Credit risk remains one of the major risks faced by most financial and credit institutions. It is deeply connected to the real economy due to the systemic nature of some banks, but also because well-managed lending facilities are key for wealth creation and technological innovation. This book is a collection of innovative papers in the field of credit risk management. Besides the probability of default (PD), the major driver of credit risk is the loss given default (LGD). In spite of its central importance, LGD modeling remains largely unexplored in the academic literature. This book proposes three contributions in the field. Ye & Bellotti exploit a large private dataset featuring non-performing loans to design a beta mixture model.
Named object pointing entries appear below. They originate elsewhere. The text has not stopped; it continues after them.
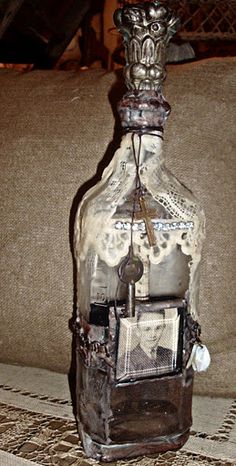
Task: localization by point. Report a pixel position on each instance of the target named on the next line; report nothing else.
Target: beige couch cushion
(55, 128)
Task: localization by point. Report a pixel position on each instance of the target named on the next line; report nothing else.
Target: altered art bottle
(138, 241)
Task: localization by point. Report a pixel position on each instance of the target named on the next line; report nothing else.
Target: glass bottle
(138, 240)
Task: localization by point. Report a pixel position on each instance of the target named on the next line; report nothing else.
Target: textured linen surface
(55, 128)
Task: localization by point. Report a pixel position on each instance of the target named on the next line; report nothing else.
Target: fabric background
(55, 129)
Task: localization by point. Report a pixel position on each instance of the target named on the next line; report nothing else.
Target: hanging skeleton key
(130, 271)
(146, 215)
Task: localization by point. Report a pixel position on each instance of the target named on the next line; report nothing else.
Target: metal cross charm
(130, 272)
(147, 215)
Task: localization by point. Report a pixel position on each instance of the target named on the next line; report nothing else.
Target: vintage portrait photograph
(148, 344)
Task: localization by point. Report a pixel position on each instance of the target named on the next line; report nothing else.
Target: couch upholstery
(55, 128)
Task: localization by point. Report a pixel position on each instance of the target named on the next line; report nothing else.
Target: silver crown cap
(146, 29)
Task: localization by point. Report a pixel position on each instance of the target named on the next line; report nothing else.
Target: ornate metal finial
(146, 29)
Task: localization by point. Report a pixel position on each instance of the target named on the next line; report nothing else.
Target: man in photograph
(148, 356)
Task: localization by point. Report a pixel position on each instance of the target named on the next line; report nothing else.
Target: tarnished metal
(147, 29)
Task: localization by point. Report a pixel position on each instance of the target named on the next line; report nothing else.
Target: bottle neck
(145, 148)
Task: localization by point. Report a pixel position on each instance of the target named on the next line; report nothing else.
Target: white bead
(200, 358)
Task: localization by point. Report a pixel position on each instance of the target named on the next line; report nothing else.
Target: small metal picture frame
(148, 344)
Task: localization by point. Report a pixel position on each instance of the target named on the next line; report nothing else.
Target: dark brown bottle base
(109, 453)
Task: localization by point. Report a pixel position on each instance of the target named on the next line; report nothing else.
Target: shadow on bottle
(116, 92)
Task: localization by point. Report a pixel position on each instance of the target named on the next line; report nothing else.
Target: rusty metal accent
(192, 335)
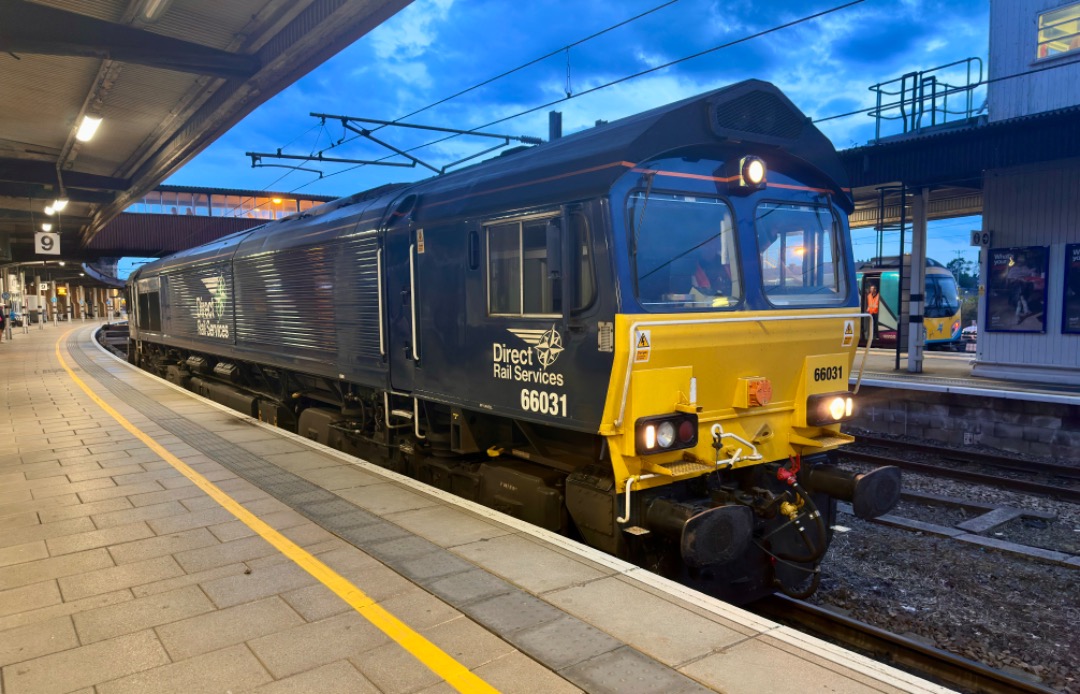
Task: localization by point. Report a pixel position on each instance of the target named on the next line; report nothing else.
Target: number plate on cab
(826, 373)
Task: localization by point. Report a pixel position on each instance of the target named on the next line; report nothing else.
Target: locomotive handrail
(640, 324)
(412, 281)
(378, 273)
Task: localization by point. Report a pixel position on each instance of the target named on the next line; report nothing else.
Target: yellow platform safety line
(456, 675)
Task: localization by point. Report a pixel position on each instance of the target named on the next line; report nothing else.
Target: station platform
(946, 403)
(151, 541)
(952, 372)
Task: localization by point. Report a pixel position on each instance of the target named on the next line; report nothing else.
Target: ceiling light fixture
(151, 10)
(88, 128)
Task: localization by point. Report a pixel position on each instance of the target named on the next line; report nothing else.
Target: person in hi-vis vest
(873, 304)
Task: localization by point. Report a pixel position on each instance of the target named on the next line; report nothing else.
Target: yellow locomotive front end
(730, 380)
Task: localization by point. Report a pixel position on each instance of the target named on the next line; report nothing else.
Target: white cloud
(412, 31)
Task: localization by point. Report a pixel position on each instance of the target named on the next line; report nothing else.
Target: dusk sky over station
(435, 49)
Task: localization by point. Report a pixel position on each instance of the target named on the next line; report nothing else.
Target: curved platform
(953, 372)
(947, 404)
(154, 542)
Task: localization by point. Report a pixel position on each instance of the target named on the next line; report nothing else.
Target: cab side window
(518, 283)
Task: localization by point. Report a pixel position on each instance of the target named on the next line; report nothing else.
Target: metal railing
(922, 99)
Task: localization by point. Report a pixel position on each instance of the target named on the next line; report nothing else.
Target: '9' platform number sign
(45, 244)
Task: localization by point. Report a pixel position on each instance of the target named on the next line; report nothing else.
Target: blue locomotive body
(469, 330)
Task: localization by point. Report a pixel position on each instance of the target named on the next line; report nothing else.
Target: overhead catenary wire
(451, 96)
(613, 82)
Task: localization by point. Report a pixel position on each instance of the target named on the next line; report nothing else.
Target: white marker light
(650, 436)
(665, 435)
(837, 407)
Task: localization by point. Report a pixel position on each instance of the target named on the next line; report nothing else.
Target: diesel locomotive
(639, 335)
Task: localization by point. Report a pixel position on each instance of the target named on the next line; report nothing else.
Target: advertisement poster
(1016, 300)
(1070, 317)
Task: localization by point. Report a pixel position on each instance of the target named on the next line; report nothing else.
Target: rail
(926, 661)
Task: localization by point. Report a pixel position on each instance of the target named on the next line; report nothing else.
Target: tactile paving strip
(575, 650)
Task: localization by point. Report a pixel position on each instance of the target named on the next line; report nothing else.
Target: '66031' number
(828, 373)
(543, 403)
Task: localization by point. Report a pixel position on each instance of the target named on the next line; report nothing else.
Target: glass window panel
(799, 255)
(1060, 31)
(582, 257)
(539, 288)
(685, 252)
(504, 269)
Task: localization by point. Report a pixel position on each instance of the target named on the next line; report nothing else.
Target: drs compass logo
(530, 362)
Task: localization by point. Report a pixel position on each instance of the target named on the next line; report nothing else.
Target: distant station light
(88, 128)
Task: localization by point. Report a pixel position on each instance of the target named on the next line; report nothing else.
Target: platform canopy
(165, 77)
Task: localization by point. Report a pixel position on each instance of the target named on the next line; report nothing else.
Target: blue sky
(434, 49)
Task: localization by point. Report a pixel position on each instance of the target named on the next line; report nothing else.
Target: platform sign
(1016, 297)
(46, 244)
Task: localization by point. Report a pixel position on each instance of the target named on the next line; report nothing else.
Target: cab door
(399, 269)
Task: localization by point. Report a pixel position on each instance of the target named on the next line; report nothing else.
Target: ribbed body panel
(286, 301)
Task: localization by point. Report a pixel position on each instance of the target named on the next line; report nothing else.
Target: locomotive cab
(734, 341)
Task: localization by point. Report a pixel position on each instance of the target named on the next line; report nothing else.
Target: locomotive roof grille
(758, 112)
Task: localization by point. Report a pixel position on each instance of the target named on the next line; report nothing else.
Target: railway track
(1058, 481)
(908, 654)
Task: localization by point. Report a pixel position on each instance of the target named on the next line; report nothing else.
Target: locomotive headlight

Their model can be used to improve recovery rate forecasts and, therefore, to enhance capital requirement mechanisms. François uses instead the price of defaultable instruments to infer the determinants of market-implied recovery rates and finds that macroeconomic and long-term issuer specific factors are the main determinants of market-implied LGDs. Cheng & Cirillo address the problem of modeling the dependency between PD and LGD using an original, urn-based statistical model. Fadina & Schmidt propose an improvement of intensity-based default models by accounting for ambiguity around both the intensity process and the recovery rate. Another topic deserving more attention is trade credit, which consists of the supplier providing credit facilities to his customers. Whereas this is likely to stimulate exchanges in general, it also magnifies credit risk. This is a difficult problem that remains largely unexplored. Kanapickiene & Spicas propose a simple but yet practical model to assess trade credit risk associated with SMEs and microenterprises operating in Lithuania. Another topical area in credit risk is counterparty risk and all other adjustments (such as liquidity and capital adjustments), known as XVA. Chataignier & Crépey propose a genetic algorithm to compress CVA and to obtain affordable incremental figures. Anagnostou & Kandhai introduce a hidden Markov model to simulate exchange rate scenarios for counterparty risk. Eventually, Boursicot et al. analyzes CoCo bonds, and find that they reduce the total cost of debt, which is positive for shareholders. In a nutshell, all the featured papers contribute to shedding light on various aspects of credit risk management that have, so far, largely remained unexplored.